Raised side-walls can regulate light exposure of upper-decks
The new design, called "VY-01", emphasizes a nature-first engineering strategy, aiming to maximize open, light-intensive spaces to make room for a greenhouse, kitchen, bar, lounge living space, and a vegetable garden. That means the crew can grow and cultivate food onboard, with fresh fish available in the ocean, and any extra supplies needed for the plants will be made available by the yacht's seawater desalination system, which uses zero-carbon solar panels placed on the roof and exterior of the vessel. In general, the superyacht is designed for relaxation, online business meetings, workouts, and celebrations with friends and frenemies.

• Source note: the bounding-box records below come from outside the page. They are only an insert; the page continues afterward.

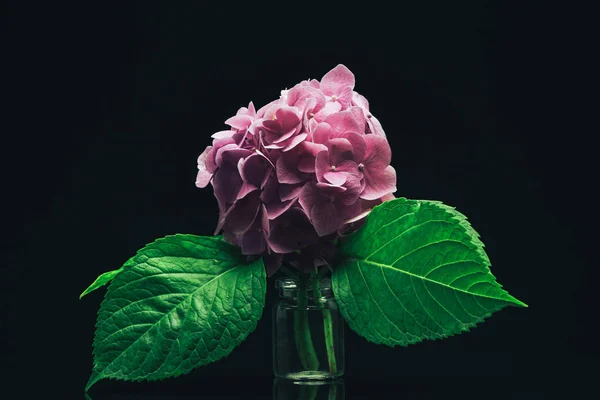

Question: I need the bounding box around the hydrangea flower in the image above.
[196,64,396,272]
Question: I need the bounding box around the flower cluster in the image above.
[196,65,396,255]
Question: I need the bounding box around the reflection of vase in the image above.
[273,275,344,380]
[273,378,345,400]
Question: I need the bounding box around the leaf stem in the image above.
[313,267,337,376]
[294,274,319,371]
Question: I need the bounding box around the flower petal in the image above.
[325,111,364,137]
[275,152,306,183]
[196,146,214,188]
[265,200,296,220]
[360,165,396,200]
[225,115,254,131]
[279,183,304,201]
[362,135,392,170]
[224,192,261,235]
[211,164,242,207]
[321,64,354,96]
[323,171,346,186]
[211,130,237,139]
[282,133,308,151]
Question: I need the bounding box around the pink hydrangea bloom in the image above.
[196,64,396,268]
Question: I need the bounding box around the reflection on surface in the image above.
[273,378,345,400]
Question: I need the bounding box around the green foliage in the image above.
[79,267,123,299]
[84,235,266,390]
[332,198,526,346]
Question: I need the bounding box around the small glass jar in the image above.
[273,276,344,380]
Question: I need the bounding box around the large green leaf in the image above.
[86,235,266,390]
[79,257,135,299]
[79,267,123,299]
[332,198,526,346]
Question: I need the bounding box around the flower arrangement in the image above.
[82,65,525,390]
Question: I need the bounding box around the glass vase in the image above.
[273,275,344,380]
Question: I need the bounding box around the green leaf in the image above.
[86,234,266,391]
[332,198,526,346]
[79,267,123,299]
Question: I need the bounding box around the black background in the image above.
[0,1,599,399]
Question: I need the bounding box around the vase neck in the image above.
[275,276,333,303]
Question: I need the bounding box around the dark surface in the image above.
[0,1,599,399]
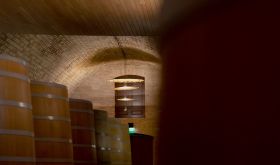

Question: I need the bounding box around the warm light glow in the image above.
[115,85,139,91]
[117,97,134,101]
[110,78,144,83]
[128,127,136,134]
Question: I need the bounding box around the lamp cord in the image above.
[114,36,127,75]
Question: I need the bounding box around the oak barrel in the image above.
[69,99,97,165]
[0,55,35,165]
[108,118,131,165]
[94,110,111,165]
[31,81,73,165]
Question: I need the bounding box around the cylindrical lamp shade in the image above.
[31,81,73,165]
[69,99,97,165]
[0,55,35,165]
[114,75,145,118]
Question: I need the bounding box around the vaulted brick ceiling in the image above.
[0,0,162,143]
[0,0,162,36]
[0,33,161,135]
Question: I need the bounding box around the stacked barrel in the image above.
[69,99,97,165]
[0,55,35,165]
[31,81,73,165]
[0,55,131,165]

The exterior of the vessel is strongly defined by a homogenous, closed shape, and provides minimal resistance to wind and inclement weather, enabling the hull to blend almost seamlessly with the side, all the way up to the tip of the ship. It also has louvers controlled via sensors that are integrated into the raised side walls, so that a computer system can regulate the upper deck's exposure to light. The flat roof is also glazed, enabling sunlight to pass inside of the vessel, and the sensor-controlled louvers also feature transparent photovoltaic cells to power lights, the desalination system, and air conditioning.

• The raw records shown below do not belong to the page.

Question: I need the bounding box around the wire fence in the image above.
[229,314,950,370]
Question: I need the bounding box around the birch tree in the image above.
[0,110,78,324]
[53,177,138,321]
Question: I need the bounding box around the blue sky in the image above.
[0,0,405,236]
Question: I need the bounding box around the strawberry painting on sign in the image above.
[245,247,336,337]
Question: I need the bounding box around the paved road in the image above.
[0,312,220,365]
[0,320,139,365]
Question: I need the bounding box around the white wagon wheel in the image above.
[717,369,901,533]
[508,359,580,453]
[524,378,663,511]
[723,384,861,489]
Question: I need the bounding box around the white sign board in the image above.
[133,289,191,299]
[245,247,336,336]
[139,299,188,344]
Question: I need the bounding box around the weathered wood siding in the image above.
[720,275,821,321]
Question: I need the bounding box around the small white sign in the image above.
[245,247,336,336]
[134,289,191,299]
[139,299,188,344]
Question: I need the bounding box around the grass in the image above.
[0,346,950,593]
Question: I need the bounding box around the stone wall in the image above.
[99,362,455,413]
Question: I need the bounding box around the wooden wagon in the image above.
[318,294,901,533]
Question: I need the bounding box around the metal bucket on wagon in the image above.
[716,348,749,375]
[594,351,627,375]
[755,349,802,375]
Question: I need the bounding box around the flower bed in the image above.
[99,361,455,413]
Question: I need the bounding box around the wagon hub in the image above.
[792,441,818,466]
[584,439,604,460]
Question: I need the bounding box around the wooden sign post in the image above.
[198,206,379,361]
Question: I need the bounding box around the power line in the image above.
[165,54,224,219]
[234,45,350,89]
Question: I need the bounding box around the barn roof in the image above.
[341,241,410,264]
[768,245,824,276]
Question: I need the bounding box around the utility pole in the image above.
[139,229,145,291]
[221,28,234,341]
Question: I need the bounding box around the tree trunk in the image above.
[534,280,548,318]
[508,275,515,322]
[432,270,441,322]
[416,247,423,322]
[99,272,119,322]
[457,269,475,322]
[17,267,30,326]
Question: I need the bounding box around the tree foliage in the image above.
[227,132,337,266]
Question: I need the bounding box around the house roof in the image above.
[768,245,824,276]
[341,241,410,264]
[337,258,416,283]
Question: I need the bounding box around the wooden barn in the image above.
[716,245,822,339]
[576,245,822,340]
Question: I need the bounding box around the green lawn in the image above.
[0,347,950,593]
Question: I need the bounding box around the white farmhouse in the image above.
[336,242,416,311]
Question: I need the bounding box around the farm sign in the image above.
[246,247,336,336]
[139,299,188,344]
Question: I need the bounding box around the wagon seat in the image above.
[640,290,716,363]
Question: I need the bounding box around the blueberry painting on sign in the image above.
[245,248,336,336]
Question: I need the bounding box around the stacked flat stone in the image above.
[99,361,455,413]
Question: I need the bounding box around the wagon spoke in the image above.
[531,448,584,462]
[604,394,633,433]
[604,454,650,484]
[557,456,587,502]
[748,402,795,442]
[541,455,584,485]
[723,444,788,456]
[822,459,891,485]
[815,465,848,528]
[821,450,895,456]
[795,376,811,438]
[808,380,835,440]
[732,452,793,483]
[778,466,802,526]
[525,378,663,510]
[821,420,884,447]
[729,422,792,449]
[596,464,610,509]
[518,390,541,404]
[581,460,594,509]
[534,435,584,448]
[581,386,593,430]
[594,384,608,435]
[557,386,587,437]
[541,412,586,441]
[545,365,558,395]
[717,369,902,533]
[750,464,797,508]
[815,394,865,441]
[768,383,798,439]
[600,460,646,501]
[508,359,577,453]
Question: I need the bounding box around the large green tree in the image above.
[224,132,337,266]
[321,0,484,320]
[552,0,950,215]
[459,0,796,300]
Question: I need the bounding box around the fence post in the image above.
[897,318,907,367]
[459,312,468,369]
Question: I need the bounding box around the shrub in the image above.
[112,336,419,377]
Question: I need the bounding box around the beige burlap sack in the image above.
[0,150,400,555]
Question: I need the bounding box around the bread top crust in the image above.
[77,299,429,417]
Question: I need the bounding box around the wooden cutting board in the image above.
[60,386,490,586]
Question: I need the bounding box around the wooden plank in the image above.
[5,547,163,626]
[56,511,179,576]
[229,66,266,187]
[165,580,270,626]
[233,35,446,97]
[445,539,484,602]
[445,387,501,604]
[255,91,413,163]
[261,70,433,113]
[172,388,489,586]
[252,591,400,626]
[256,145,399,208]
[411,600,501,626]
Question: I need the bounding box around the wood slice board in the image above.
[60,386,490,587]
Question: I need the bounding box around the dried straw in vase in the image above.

Designers hope the luxury ship will be used to educate the youth on sustainable technology
Perhaps more interesting is the superyacht's ability to close the sidewalls during speedy navigation, or even when heavy weather strikes. The wheelhouse is positioned at the bow, which enables the open sundeck stationed behind it to extend without a hitch into a single open space. Finally, the stern of the ship features a saltwater pool, in addition to a small marina, where the crew can enjoy direct access to the open ocean. The ship's designers at 3deluxe hope that whoever buys the ship will make it a center of educational and training purposes when not being operated for personal use. This, it's argued, would compensate for the obvious elitist context of owning a luxury ship in a time of great global strife and suffering. On the other hand, it is a one-stop-shop of some of the most advanced sustainable energy technology that moves through the same oceans environments humans have altered for hundreds of years, which means the young, particularly students and those who find entrepreneurial businesses ventures based on similar sustainable concepts aspirational could use the vessel as unconventional venues, where summits, think-tanks, and conferences can happen.

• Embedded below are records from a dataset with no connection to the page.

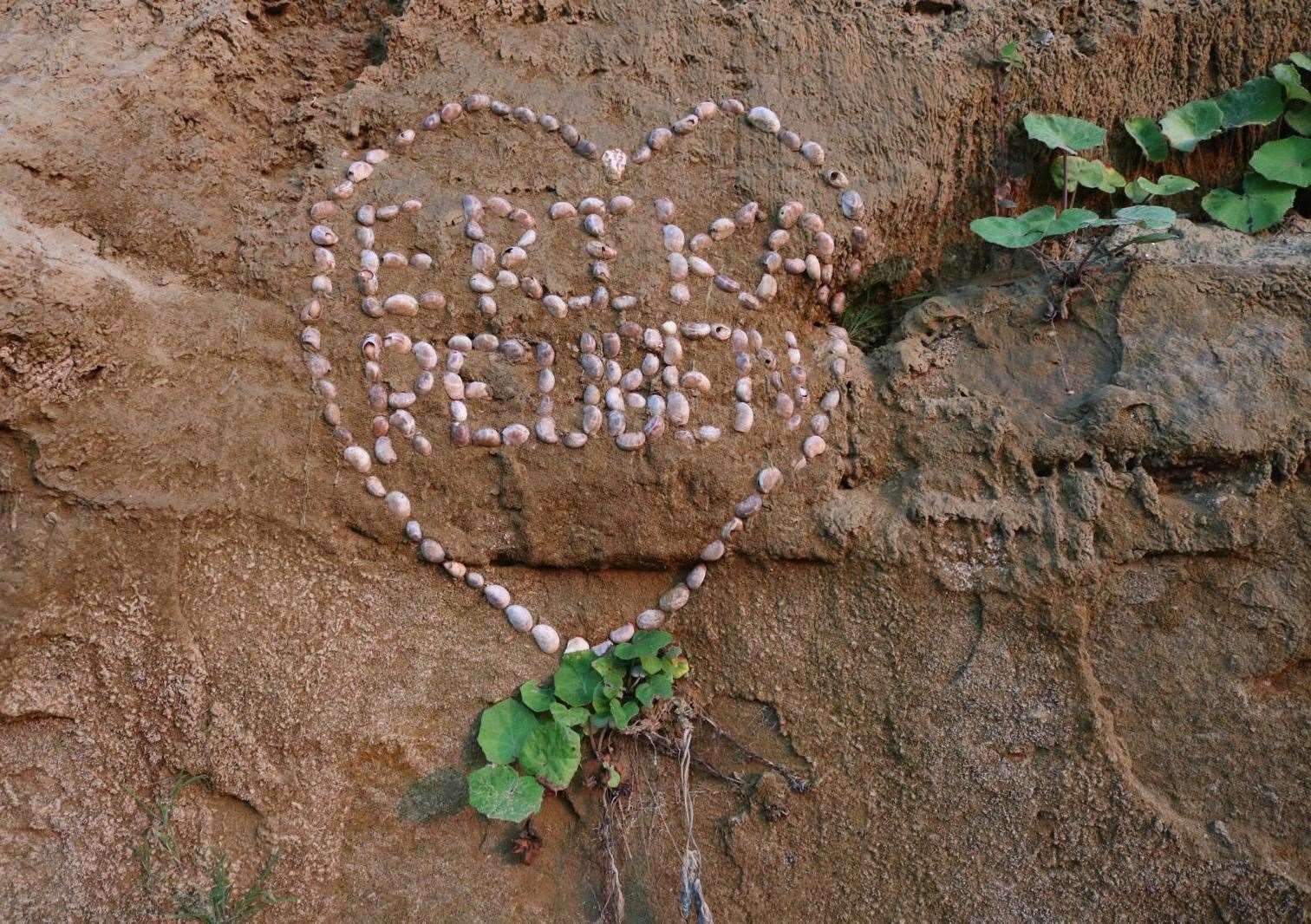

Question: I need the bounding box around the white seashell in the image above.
[637,609,666,629]
[679,369,711,394]
[749,106,783,133]
[709,218,737,241]
[733,494,764,520]
[610,622,636,645]
[505,603,532,632]
[733,401,755,433]
[683,563,705,589]
[374,437,397,465]
[819,168,851,189]
[660,582,692,614]
[532,622,560,654]
[341,446,374,472]
[600,148,628,182]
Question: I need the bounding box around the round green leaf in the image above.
[1052,154,1125,192]
[1125,115,1170,164]
[1112,205,1178,231]
[1024,113,1106,153]
[555,651,600,706]
[1283,102,1311,135]
[1160,100,1224,151]
[1250,138,1311,186]
[519,680,556,712]
[479,700,538,765]
[1203,173,1296,235]
[1216,77,1283,128]
[469,765,545,822]
[519,722,582,789]
[1270,64,1311,102]
[551,702,587,726]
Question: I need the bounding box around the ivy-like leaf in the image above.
[551,702,587,727]
[1052,154,1125,192]
[519,722,582,791]
[1125,115,1170,164]
[1203,173,1296,235]
[592,651,628,686]
[970,205,1057,249]
[1270,64,1311,102]
[1283,102,1311,135]
[1216,77,1283,128]
[469,765,545,822]
[1160,100,1224,152]
[610,699,641,732]
[519,680,556,712]
[555,651,600,706]
[1250,136,1311,186]
[1024,113,1106,153]
[1112,205,1178,231]
[1125,173,1197,202]
[479,700,538,765]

Sadly, luxury vehicles will inevitably consume a great abundance of resources, and typically not via zero-carbon manufacturing practices. This is why vessels of the luxurious variety could serve a greater public good if they were offered to the people as something everyone could use to develop ways of slowing the rapid pace of climate change and ensuring future-oriented business practices that understand the difference between transporting carbon-intensive manufacturing processes upward in the chain of modern manufacturing (to mining, fossil fuel-powered assembly, deforestation, and pollution in general) from wholly sustainable ones, that can be created, operated, and maintained with zero negative impact on the environment.